More precise data on water usage could also aid conservation. With better water metering, people might better understand their home usage, both indoors and outdoors.

“Water is less measured than other systems, like transportation,” KWR’s Savic says. “If you don’t measure it, you cannot manage it.”

Ajami says she believes a “Nest-like device” that measures water usage by category could aid in such efforts. It might, for one, “let you know that you’re using too much water in the shower.” She also advocates for reforming water utilities themselves, since those companies profit from increased usage. Rate structures must be decoupled in a way that lets utilities recover their costs regardless of the water volume they sell.

“If you want to promote conservation, these utilities are not set for these consumption patterns,” Ajami says. “They’re selling you a commodity.”

Get Creative

As water becomes scarcer, some have even returned to the ancient art of rainwater harvesting, which can relieve pressure on surface water and groundwater sources if scaled broadly.

Cities across the globe are encouraging the practice, and, even in the driest of places, people have found a way to collect and store rain. In Tucson, Arizona, resident Brad Lancaster meets 95% of his water needs via rain. Many American cities offer financial incentives to people who install rainwater harvesting systems, making local water systems more resilient. In India, mandatory rainwater harvesting laws have arisen in some states and cities, like Tamil Nadu and New Delhi.

“Every drop of water we harvest from an alternative source is a drop of water we’re not taking out of the environment in a different way,” Ajami says.

Air conditioner condensate is another water source with potential, though it’s not likely to be a major contributor, especially in cities lacking humidity. Water is a byproduct of air conditioning. Places like the San Diego Airport and the Austin Public Library are collecting this water condensate and using it for power-washing, gardening and even brewing beer.

In the fastest-growing metropolitan area in the U.S., greater Phoenix, towns are ramping up reclaimed wastewater use, efforts that have led to some reduction in groundwater dependency. Similarly, Orange County in California has set records for reclaimed wastewater production. And in the desert city of Windhoek, capital of Namibia, reclaimed wastewater has been a vital water source for 50 years.

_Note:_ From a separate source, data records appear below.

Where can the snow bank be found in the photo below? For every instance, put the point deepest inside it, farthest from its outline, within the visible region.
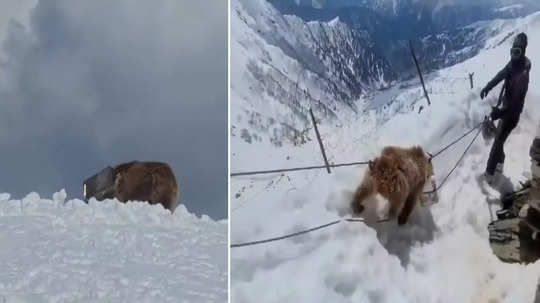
(69, 251)
(441, 255)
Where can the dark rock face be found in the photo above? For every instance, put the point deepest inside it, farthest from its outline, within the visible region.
(517, 239)
(440, 32)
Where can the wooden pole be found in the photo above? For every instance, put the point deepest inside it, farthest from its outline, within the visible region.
(419, 72)
(320, 141)
(470, 79)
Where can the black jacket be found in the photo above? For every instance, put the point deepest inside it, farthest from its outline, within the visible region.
(516, 77)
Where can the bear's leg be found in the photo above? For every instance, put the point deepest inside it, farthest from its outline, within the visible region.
(410, 202)
(364, 191)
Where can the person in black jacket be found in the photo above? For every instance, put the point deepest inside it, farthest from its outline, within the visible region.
(516, 82)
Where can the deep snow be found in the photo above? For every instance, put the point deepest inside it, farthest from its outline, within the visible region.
(442, 255)
(69, 251)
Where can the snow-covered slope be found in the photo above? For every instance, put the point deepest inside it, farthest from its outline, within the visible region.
(441, 255)
(292, 63)
(69, 251)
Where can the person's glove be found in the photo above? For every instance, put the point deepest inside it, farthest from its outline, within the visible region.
(484, 92)
(496, 113)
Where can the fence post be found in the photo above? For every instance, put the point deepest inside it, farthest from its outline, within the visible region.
(470, 79)
(419, 72)
(320, 141)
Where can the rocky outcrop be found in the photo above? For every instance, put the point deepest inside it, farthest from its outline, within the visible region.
(516, 239)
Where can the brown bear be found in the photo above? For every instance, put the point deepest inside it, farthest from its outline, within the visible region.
(399, 175)
(146, 181)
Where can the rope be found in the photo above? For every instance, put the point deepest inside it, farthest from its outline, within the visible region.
(457, 163)
(456, 141)
(348, 220)
(296, 169)
(359, 219)
(273, 171)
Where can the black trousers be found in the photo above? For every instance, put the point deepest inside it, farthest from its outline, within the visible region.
(504, 128)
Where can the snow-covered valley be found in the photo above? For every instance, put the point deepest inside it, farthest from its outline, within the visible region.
(441, 255)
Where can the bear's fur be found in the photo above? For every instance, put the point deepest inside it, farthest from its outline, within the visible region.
(146, 181)
(399, 175)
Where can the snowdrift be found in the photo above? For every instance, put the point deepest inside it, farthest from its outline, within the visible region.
(442, 255)
(69, 251)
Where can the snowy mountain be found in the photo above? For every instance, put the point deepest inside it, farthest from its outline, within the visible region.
(430, 24)
(442, 254)
(283, 64)
(68, 251)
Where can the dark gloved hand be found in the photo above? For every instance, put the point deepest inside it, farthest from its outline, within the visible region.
(484, 92)
(496, 113)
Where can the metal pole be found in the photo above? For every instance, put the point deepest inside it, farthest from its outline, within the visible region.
(320, 141)
(419, 72)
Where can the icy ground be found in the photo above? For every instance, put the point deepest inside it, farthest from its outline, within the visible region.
(69, 251)
(441, 255)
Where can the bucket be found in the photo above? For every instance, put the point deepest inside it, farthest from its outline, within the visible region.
(100, 185)
(489, 130)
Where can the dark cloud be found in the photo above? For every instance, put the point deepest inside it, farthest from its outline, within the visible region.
(96, 83)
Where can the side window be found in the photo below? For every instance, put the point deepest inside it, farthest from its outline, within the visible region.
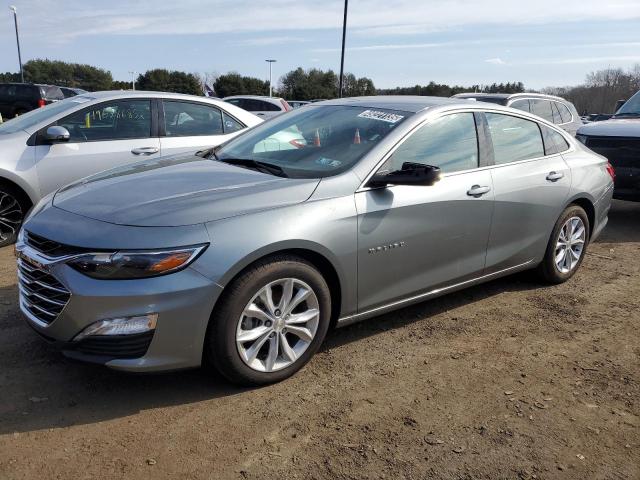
(521, 105)
(182, 119)
(514, 138)
(554, 142)
(565, 113)
(231, 124)
(119, 120)
(542, 108)
(449, 142)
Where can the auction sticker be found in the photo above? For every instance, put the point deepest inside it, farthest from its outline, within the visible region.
(382, 116)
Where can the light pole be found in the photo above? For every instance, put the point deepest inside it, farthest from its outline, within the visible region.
(133, 80)
(344, 35)
(15, 21)
(270, 62)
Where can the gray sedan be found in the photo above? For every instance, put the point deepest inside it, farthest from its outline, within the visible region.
(243, 257)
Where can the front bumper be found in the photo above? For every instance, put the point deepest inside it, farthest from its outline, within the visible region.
(183, 301)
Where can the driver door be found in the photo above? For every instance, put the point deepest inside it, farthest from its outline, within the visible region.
(103, 136)
(413, 239)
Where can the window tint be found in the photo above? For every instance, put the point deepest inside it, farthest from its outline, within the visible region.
(542, 108)
(110, 121)
(449, 142)
(514, 138)
(521, 105)
(182, 119)
(554, 142)
(565, 113)
(231, 124)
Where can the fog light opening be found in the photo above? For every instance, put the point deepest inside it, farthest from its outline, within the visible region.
(120, 326)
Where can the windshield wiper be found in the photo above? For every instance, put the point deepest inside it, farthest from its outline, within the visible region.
(254, 164)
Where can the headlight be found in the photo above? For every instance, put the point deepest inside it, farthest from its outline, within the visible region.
(135, 264)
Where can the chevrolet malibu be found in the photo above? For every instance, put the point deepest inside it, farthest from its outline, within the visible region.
(243, 256)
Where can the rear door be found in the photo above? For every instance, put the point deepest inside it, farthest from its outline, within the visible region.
(103, 136)
(412, 239)
(531, 183)
(192, 126)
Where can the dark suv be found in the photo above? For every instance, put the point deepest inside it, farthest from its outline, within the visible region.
(19, 98)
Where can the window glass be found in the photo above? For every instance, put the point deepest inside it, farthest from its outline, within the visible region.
(514, 138)
(183, 119)
(231, 124)
(521, 105)
(542, 108)
(565, 113)
(110, 121)
(449, 142)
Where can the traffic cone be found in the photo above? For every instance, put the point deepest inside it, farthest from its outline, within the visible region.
(356, 138)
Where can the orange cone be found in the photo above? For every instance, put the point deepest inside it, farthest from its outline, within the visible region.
(356, 138)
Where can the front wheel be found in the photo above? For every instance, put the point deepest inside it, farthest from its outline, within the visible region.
(567, 246)
(270, 322)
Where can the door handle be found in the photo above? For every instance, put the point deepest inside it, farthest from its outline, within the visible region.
(555, 176)
(145, 150)
(478, 191)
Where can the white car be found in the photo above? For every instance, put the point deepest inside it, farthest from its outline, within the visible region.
(49, 147)
(264, 107)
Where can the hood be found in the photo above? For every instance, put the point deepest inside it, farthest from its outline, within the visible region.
(615, 127)
(181, 190)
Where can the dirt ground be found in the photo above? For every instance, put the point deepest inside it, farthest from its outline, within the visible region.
(511, 379)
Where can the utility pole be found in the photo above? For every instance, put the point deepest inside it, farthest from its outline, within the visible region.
(133, 80)
(344, 35)
(270, 62)
(15, 21)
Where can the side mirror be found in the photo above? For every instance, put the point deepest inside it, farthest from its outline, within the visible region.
(56, 134)
(411, 174)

Desalination is another possibility. Turning salt water to fresh water has proven an important water source even in wet cities like London. The largest desalination plant in North America, in San Diego, produces tens of millions of gallons of freshwater per day. The process, however, is energy intensive and often uses fossil fuels (for now), meaning cities must balance costs and carbon emissions with their water needs.

Additionally, there are offsite water sources with narrower applicability, like the fog-catching machines of Lima, Peru. Even the International Space Station treats astronaut sweat, urine and breath moisture for water reuse.

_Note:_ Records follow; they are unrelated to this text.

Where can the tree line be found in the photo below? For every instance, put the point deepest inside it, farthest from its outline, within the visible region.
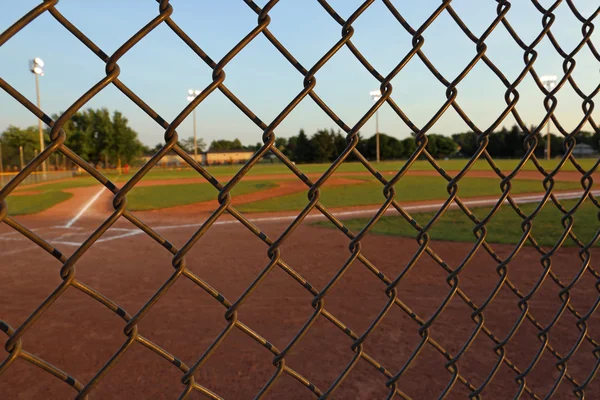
(96, 135)
(106, 139)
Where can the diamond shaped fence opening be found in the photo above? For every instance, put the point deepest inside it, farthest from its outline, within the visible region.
(258, 280)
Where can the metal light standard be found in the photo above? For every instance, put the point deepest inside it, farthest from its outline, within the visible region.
(1, 168)
(549, 82)
(35, 66)
(191, 96)
(376, 95)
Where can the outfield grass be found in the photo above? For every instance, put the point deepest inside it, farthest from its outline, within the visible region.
(410, 188)
(349, 167)
(503, 227)
(271, 169)
(162, 196)
(31, 204)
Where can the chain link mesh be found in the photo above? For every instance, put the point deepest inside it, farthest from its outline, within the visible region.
(16, 346)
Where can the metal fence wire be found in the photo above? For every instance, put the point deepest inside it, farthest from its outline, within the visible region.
(16, 345)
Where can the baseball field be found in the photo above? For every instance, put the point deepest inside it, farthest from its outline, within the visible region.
(128, 267)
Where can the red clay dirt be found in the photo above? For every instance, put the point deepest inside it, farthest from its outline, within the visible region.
(561, 176)
(79, 335)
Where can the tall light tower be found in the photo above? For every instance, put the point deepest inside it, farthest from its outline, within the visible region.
(35, 66)
(549, 82)
(376, 95)
(191, 96)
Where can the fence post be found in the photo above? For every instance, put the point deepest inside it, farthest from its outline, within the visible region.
(1, 168)
(21, 157)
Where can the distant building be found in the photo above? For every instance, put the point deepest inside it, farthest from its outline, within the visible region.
(584, 150)
(216, 157)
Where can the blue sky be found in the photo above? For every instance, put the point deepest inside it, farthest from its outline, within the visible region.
(161, 68)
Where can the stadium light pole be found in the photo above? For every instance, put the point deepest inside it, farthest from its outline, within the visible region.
(191, 96)
(1, 168)
(376, 95)
(36, 67)
(21, 158)
(549, 82)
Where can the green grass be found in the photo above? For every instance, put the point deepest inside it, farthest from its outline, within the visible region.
(349, 167)
(410, 188)
(31, 204)
(271, 169)
(503, 227)
(162, 196)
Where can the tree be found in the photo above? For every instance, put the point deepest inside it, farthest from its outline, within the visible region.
(188, 144)
(303, 151)
(339, 141)
(223, 144)
(96, 137)
(445, 146)
(410, 146)
(466, 142)
(390, 148)
(281, 143)
(323, 146)
(12, 138)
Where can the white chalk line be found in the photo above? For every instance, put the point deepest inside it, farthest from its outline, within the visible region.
(341, 214)
(85, 208)
(17, 251)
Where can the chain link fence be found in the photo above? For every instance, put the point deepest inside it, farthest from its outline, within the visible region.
(16, 345)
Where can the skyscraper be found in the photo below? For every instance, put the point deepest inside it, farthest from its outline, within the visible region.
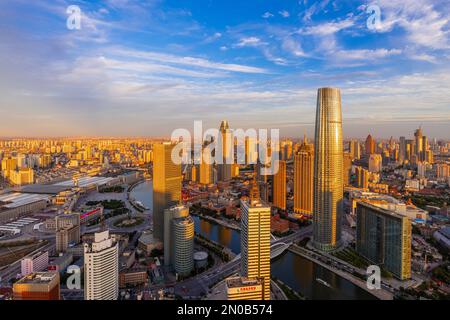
(303, 178)
(255, 240)
(166, 185)
(328, 171)
(419, 143)
(370, 145)
(347, 165)
(206, 168)
(179, 239)
(279, 186)
(226, 145)
(101, 268)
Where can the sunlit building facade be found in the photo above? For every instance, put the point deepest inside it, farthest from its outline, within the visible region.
(328, 171)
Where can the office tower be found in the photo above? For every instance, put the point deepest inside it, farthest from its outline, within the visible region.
(241, 288)
(347, 162)
(179, 239)
(384, 238)
(34, 263)
(425, 148)
(410, 146)
(67, 236)
(370, 145)
(375, 163)
(402, 150)
(362, 178)
(303, 178)
(328, 171)
(226, 145)
(166, 185)
(255, 239)
(37, 286)
(355, 149)
(279, 186)
(21, 176)
(419, 142)
(101, 268)
(67, 231)
(251, 150)
(206, 168)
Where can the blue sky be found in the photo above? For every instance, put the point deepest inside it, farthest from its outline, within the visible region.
(148, 67)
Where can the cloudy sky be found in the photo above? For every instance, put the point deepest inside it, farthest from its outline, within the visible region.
(145, 68)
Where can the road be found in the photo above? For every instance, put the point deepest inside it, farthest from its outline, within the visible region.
(198, 286)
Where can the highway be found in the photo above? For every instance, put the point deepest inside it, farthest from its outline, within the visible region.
(195, 287)
(11, 271)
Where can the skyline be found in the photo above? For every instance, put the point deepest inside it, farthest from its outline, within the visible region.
(137, 65)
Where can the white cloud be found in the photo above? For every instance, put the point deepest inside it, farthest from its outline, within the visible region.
(267, 15)
(284, 13)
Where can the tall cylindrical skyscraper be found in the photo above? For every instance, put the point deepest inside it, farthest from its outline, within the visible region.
(328, 171)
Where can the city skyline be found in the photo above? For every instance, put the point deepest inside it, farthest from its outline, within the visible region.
(128, 72)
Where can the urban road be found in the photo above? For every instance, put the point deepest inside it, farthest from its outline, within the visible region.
(198, 286)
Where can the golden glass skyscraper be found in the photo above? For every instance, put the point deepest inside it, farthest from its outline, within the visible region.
(303, 178)
(279, 186)
(166, 185)
(328, 170)
(255, 240)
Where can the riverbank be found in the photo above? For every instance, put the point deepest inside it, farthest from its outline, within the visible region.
(131, 200)
(380, 294)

Tackle the Underlying Cause

Cities can employ a range of solutions to tackle water scarcity, but climate change remains the root cause of many looming water issues. It drives supply-side water problems — lowering rivers, increasing evapotranspiration and disrupting precipitation patterns. If greenhouse gas emissions can be curbed, supply-side problems might be mitigated, according to water experts. (Demand, however, will continue to rise with population.)

Even so, some warming is already a certainty, and cities will need to become far more water efficient and invest in related education. Outdated pipes and water infrastructure must be updated. Savic emphasizes the need to equip water systems with cybersecurity. There are also a host of potential policy changes, including requiring buildings to reuse water, encouraging greywater systems, and pursuing innovative financing, like the Green Stormwater Infrastructure Fee that Tucson charges residents. That money funds rainwater capture systems and the development of green spaces.

“We are buildings future cities today,” says Ajami. “Every new development that goes up is going to be around for another 20, 40 or 100 years.”

When to build the necessary water-smart future cities? In a perfect world, 20, 40 or 100 years ago. But in our world, now.